The auto methods fails to prove in the following code:
lemma "⟦C1;p ∈ Person⟧⟹ age p > 20"
apply (auto)
done
why this happens? If I am doing wrong in the way of factoring out the first assumption ---I am doing this to organize the assumption to look neat and structured-- what is the best way to do this that does not affect the prove methods (auto) functionality.
Thanks
First, to actually add some value, I show how to use declare to add C1_def as a simp rule. I then give you some unrequested pointers about your lemma, and then I give you some unasked for pointers about Stackoverflow etiquette (from my viewpoint).
As Alexander pointed out, a definition is not automatically added as a simp rule.
You can declare it as a simp rule like this:
declare C1_def [simp add]
The use of simp rules by the automatic proof methods auto, simp, fastforce, etc. can cause bad looping, or expand formulas in ways that you don't want the formulas expanded, so after adding it, you can remove it as a simp rule like this:
declare C1_def [simp del]
It could be that the formula in your lemma is exactly what you want, but your notation, in my opinion, is a potential source of confusion. In particular, that you're using Person as both the name of a type and a set variable. I make these comments without asking for clarification.

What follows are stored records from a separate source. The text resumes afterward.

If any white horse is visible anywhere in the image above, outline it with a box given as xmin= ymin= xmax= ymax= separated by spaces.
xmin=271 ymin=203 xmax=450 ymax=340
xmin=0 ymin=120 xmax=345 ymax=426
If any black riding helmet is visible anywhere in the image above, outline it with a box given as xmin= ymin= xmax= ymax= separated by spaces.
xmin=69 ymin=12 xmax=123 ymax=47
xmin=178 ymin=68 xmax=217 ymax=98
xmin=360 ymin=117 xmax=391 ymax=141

For myself, my question was, "How is it that p ∈ Person is not giving an error, because Person there is a set, where Person in typedecl Person is not a set.
One way to get more information is with declare [[show_types, show_consts]].

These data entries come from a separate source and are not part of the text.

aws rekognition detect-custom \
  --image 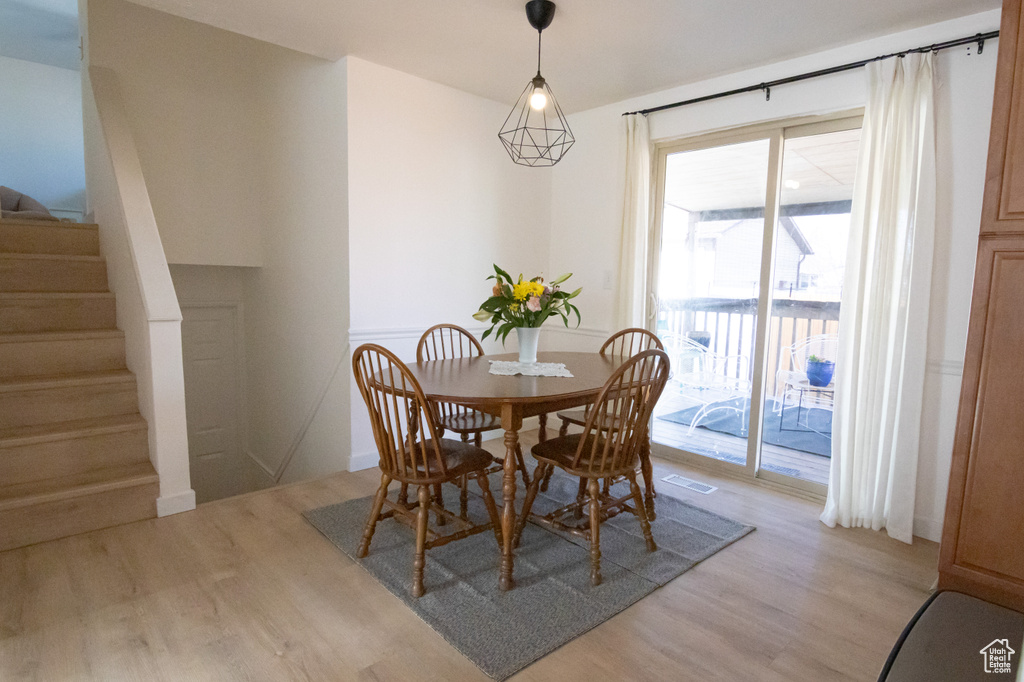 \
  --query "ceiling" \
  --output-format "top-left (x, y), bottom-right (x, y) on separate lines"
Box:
top-left (0, 0), bottom-right (1000, 112)
top-left (0, 0), bottom-right (80, 70)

To answer my question, I did the following (converting symbols for browser portability), and I show some of what I saw in the output panel:
declare [[show_types, show_consts]]
lemma "[|(!p::Person. age p > 20); p ∈ Person|] ==> (age p > 20)"
oops
(*OUTPUT:
variables:
Person :: Person set
p :: Person *)
It shows me that Person is a free variable. As to p, it's a bound variable in (!p::Person. age p > 20), but it's free in the rest of the lemma, so your hypothesis includes the formula that every p of type Person is in every set of type Person set.
It could be that's what you want, but in this case, it makes no difference because your lemma is basically of the form A and B implies A.

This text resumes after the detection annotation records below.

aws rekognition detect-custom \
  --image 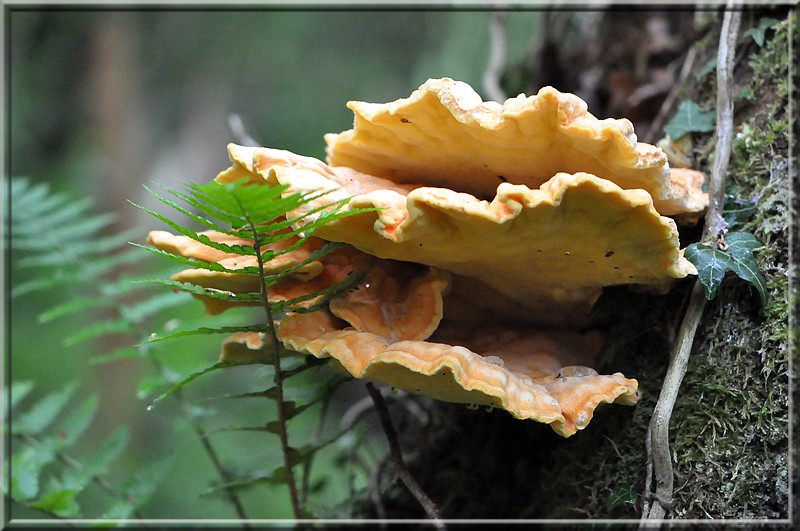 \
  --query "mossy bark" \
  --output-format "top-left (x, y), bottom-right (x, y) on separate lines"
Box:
top-left (360, 12), bottom-right (800, 520)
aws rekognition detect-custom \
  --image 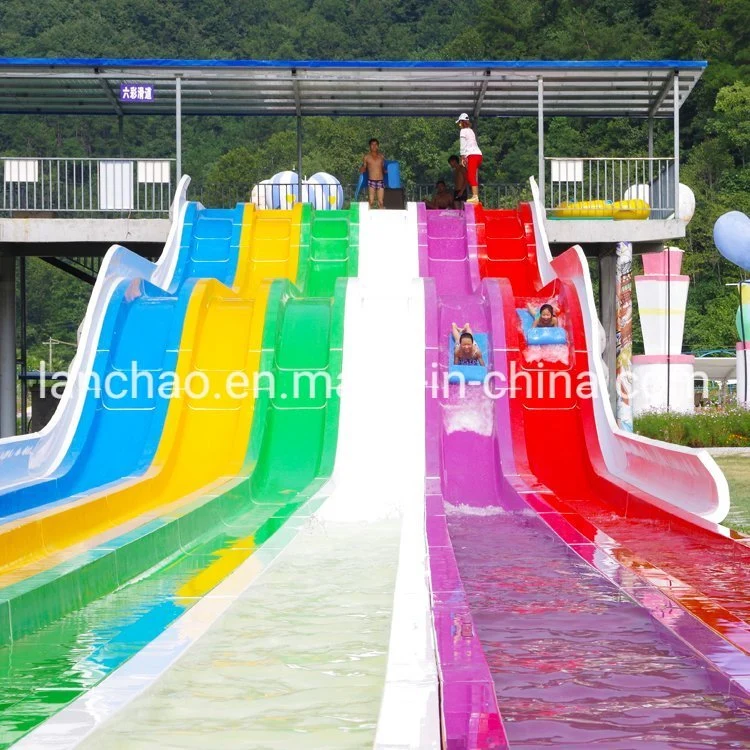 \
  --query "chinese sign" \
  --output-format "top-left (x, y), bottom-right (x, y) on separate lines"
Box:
top-left (119, 83), bottom-right (155, 102)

Before I disappear in about 2 hours, for the isabelle tag, I again do my beloved duty as the SO etiquette police.
You've asked three questions. In particular, there is this one:
It's a straightforward question, and it's given a straightforward answer. You need to accept it as an answer. Otherwise,
In the case of the question I linked to, you got an answer from one of the Isbelle/HOL experts (unlike me). It takes a significant amount of time for a person to type in an answer like that. It's not extraordinarily long, but then it's not a one-liner either.